CompUSA, the nation's largest computer retailer, said Monday it was cutting half its 3,600-strong commercial sales force as part of efforts to cut costs in the face of competition and price pressure.
CompUSA said it was reorganizing its commercial sales business along more centralized lines, cutting 1,800 jobs out of 3,600. It said 1,300 of those employees would be offered new jobs in the revamped organization.
Separately, CompUSA said its losses widened to a diluted 70 cents per share or US$64.5 million in the fourth quarter of its fiscal 1999, which ended June 30, from $51.4 million or 57 cents per share in the same period a year earlier.
The superstore chain also said it was expanding its build-to-order service on the Internet, where rival computer makers have been luring away customers.
The steps are part of a previously announced restructuring plan aimed at reviving sales and raising margins after a string of disappointing quarterly results in the fiscal year 1999 that ended on 30 June.
Shares of the Dallas-based company were down Monday, closing 37 cents off at $6.68 on the New York Stock Exchange.
The commercial sales operation serves large corporate, government, and education customers. Its employees are a smaller part of an overall sales force of 22,000 at 210 superstores.

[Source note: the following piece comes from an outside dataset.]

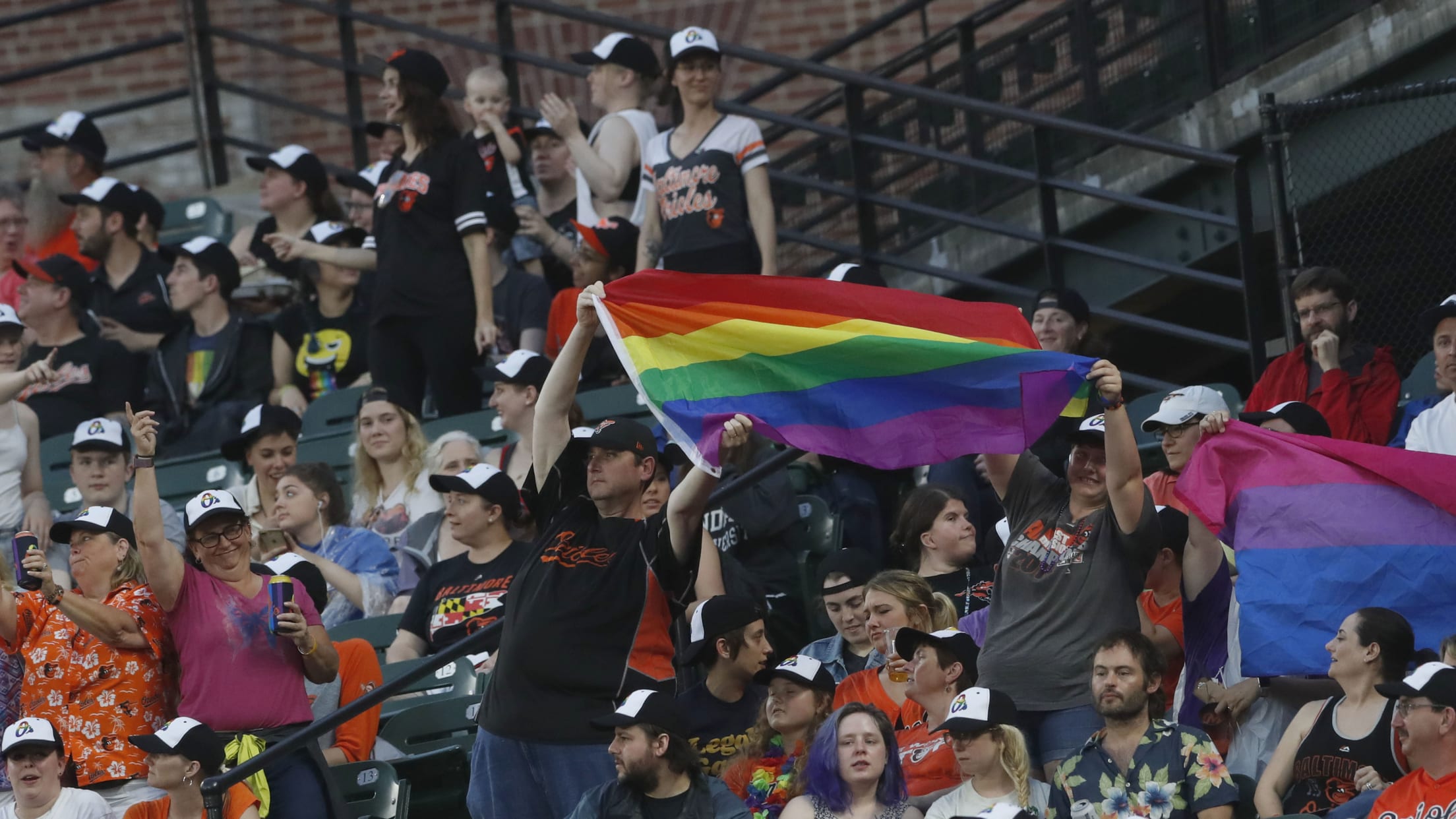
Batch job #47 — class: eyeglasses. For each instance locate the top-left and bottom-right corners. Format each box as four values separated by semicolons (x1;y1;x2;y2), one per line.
192;523;245;549
1294;301;1345;320
1395;693;1450;720
1153;421;1198;440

"Previously, our commercial sales were store-based, which resulted in duplication of sales and support staff in multi-store markets," Tony Weiss, executive vice president of business solutions, said in a company statement.
Under the new plan, commercial sales will be organized in regions under area sales managers with regional technicians and centralized support offices, Weiss said.

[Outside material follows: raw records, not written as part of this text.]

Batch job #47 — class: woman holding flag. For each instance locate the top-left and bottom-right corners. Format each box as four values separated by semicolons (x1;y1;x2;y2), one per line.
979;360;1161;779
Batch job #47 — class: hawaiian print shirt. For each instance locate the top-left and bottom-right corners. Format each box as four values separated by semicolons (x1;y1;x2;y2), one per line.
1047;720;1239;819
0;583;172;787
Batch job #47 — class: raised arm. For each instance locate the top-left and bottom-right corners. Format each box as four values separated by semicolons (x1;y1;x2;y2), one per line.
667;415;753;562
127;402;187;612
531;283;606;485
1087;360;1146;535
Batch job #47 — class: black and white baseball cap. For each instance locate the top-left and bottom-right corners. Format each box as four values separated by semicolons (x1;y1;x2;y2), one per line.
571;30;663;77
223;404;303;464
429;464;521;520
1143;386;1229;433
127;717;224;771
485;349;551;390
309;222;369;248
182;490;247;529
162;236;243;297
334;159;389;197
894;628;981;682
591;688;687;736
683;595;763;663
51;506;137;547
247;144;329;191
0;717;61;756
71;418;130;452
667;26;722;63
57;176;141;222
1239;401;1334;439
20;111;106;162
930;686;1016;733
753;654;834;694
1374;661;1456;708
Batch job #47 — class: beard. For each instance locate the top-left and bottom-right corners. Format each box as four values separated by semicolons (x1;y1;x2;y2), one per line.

CompUSA did not say whether the sales force reduction was in addition to as many as 1,500 job cuts it had anticipated in its overall work force when it announced restructuring plans in June.
In a separate statement, CompUSA said it was expanding features and services on its Web site, which offers desktop and portable computers that customers can configure individually.
Dogged by soft margins, weak consumer demand, and slumping selling prices for personal computers, CompUSA on 24 June said it would take a number of steps to cut jobs and costs, streamline operations, and move into selling higher margin products.
In July, CompUSA said it had signed a letter of intent to turn over its direct sale distribution business to Ingram Micro Inc. in a deal worth an estimated $10 billion over five years.
The outsourcing move for direct-sale orders from large customers in business, government, and education followed a decision to close CompUSA's own distribution and configuration center in Grapevine, Texas.
CompUSA said previously it expected to take charges of about $40 million to $50 million, or 43 to 54 cents a share, for the restructuring.